À quoi sert ce modèle de contrat ?
À noter :
- L'ordonnance n° 2017-1386 du 22 septembre 2017, portant réforme du Code du travail, a opéré une fusion des instances représentatives du personnel (IRP) (délégués du personnel (DP), comité d'entreprise (CE) et comité d'hygiène, de sécurité et des conditions de travail (CHSCT)) en un comité social et économique (CSE).
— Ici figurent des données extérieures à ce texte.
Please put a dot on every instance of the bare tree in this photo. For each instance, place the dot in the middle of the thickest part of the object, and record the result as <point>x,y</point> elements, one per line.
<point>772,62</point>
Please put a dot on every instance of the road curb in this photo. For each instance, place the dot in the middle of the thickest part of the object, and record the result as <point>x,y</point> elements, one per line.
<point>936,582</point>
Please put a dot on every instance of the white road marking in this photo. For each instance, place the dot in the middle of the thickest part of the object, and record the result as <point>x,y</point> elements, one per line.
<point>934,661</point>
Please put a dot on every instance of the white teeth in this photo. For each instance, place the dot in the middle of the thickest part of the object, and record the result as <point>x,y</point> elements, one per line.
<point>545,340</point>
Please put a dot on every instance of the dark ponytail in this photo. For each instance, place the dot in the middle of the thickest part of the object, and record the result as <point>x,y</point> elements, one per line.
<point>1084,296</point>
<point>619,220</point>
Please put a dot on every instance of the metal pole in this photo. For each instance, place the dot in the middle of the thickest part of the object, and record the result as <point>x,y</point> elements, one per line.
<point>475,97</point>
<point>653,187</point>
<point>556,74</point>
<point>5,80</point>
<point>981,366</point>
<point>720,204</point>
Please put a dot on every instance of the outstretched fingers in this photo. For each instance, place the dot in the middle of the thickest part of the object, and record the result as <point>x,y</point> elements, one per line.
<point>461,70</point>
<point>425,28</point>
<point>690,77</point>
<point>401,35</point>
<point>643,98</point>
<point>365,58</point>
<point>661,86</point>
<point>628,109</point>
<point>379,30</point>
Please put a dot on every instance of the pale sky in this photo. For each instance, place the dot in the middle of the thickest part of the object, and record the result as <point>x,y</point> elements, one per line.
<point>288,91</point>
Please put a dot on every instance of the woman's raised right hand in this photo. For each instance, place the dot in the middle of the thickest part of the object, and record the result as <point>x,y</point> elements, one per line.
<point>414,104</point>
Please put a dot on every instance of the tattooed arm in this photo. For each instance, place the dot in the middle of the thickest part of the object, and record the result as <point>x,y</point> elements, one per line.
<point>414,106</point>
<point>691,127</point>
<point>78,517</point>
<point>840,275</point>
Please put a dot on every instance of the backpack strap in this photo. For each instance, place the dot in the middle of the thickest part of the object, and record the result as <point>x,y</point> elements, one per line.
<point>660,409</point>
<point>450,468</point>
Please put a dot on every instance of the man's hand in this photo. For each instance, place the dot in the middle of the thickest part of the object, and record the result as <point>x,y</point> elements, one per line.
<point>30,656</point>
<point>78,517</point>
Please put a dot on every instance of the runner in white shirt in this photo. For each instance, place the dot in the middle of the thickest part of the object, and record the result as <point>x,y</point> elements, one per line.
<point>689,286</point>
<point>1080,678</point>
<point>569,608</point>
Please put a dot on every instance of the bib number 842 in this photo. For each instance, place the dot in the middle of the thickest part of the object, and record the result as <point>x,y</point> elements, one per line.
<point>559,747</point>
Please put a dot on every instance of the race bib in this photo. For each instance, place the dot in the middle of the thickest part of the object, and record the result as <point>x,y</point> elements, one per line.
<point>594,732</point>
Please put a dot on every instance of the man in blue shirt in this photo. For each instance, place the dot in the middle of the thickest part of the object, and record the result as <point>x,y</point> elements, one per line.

Les entreprises de plus de 11 salariés avaient l'obligation de mettre en place leur CSE au plus tard le 1er janvier 2020.
- Les attributions du CSE se veulent être les mêmes que celles des anciennes IRP. Ainsi, concernant le remplacement du CHSCT, une commission santé, sécurité et conditions de travail (articles L. 2315-36 et suivants du Code du travail) est créée au sein du CSE. Cette commission est obligatoire dans les entreprises de plus de 300 salariés, et en dessous de ce seuil dans les établissements à risque ou lorsque l'inspection du travail l'exige.
L'article L4612-5 du Code du travail envisageait la possibilité, pour le CHSCT, de procéder à la réalisation d'une enquête et d'études visant à rechercher et à trouver des solutions et des mesures de prévention des risques professionnels, spécialement en cas de situation de danger grave et imminent (suivant la formulation des articles L4131-2 et L4132-2 du Code du travail) lorsque ce danger peut avoir un impact sur la santé ou la sécurité des salariés.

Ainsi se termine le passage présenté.